Перед ним раскрывался летний день 27 июня 1975 года, один день Великой Империи, ушедшей в небытие у него на глазах. Ему казалось сейчас, что был этот день солнечным, но где-то далеко заходила гроза и, хотя на небе не было ни облачка, вдали, перекатываясь по горизонту, негромко грохотал гром. На улице в этот день было душно и пахло пылью и свежесрезанной травой с газонов.
Был этот летний день в Империи обычным, ничем не примечательным. Отбыл с официальным визитом в Италию член Политбюро ЦК КПСС, министр иностранных дел СССР А.А.Громыко, и провожал его тоже член Политбюро товарищ Кузнецов. Кто такой был товарищ Кузнецов, Рудаки, конечно, уже не помнил, зато вспомнил, как выглядело в жаркий летний день летное поле аэродрома в Шереметьеве – не раз улетал он оттуда в разные места, – вспомнил дрожащий над раскаленными от жары бетонными плитами воздух, бензиновые пятна на этих плитах и – совсем уж странно – вдруг явственно ощутил на губах металлический вкус выдаваемой в советских самолетах бесплатной газировки.
В этот день «в гости к советской молодежи» – так гласил заголовок – прилетели представители Союза свободной немецкой молодежи во главе с неким Гюнтером Ретнером, и встречал их товарищ Янаев. Кто такой Ретнер, Рудаки не знал, но сильно подозревал, что сотрудник Штази, а вот прочитав фамилию Янаева, поморщился – вспомнил, как неумелые и трусливые функционеры второго эшелона пытались спасти Империю в девяносто первом. С горечью вспомнил, как тогда, в августе девяносто первого они ненавидели этих функционеров и готовы были защищать молодую демократию, не ведая, что принесет она им впоследствии.
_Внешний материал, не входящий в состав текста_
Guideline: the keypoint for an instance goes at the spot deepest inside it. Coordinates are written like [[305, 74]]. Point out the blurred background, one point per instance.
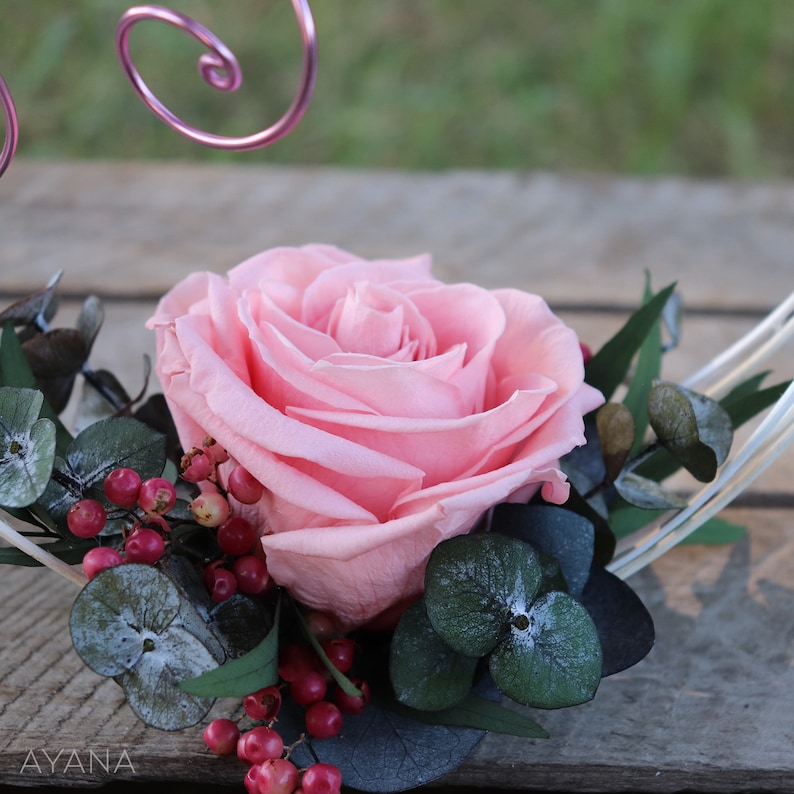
[[703, 88]]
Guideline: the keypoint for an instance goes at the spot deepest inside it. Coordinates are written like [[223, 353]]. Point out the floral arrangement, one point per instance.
[[368, 504], [379, 511]]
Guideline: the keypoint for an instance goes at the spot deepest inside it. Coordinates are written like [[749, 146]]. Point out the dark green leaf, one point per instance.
[[646, 373], [472, 585], [625, 627], [607, 369], [561, 533], [647, 494], [551, 659], [425, 672], [240, 677]]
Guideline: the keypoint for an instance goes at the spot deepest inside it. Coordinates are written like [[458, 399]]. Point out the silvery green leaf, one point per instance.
[[133, 623], [696, 430], [27, 447], [645, 493]]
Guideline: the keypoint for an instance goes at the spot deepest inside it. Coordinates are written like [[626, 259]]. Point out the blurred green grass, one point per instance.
[[697, 87]]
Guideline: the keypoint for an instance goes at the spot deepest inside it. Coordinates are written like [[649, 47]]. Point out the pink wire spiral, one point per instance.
[[11, 127], [219, 69]]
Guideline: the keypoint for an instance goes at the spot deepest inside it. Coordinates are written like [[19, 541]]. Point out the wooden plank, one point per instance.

– Эх, – вздохнул он, – поди знай… – и стал с удовольствием вглядываться в смазанную черно-белую фотографию, на которой было изображено торжество в городе Лоренсу-Маркиш, устроенное в этот день по поводу провозглашения независимости и основания Народной Республики Мозамбик. Перед толпой на главной площади города выступал Президент фронта освобождения Мозамбика товарищ Самора Машел, и была это победа Великой Империи, а Рудаки как бывший солдат этой империи ее победам радовался.
Происходили в этот жаркий предгрозовой день – так казалось Рудаки – и другие интересные и невозможные в новом времени события: в Алма-Ате открылся слет молодых овцеводов и закончился всесоюзный конкурс стригалей, завершилась комсомольская стройка на Зейской ГЭС («Никогда я не побываю на Зейской ГЭС», – почему-то с грустью подумал Рудаки, хотя причину этой грусти едва ли смог бы объяснить). В этот солнечный летний день из Москвы в поездку по СССР отбыли король бельгийцев Бодуэн и королева Фабиола.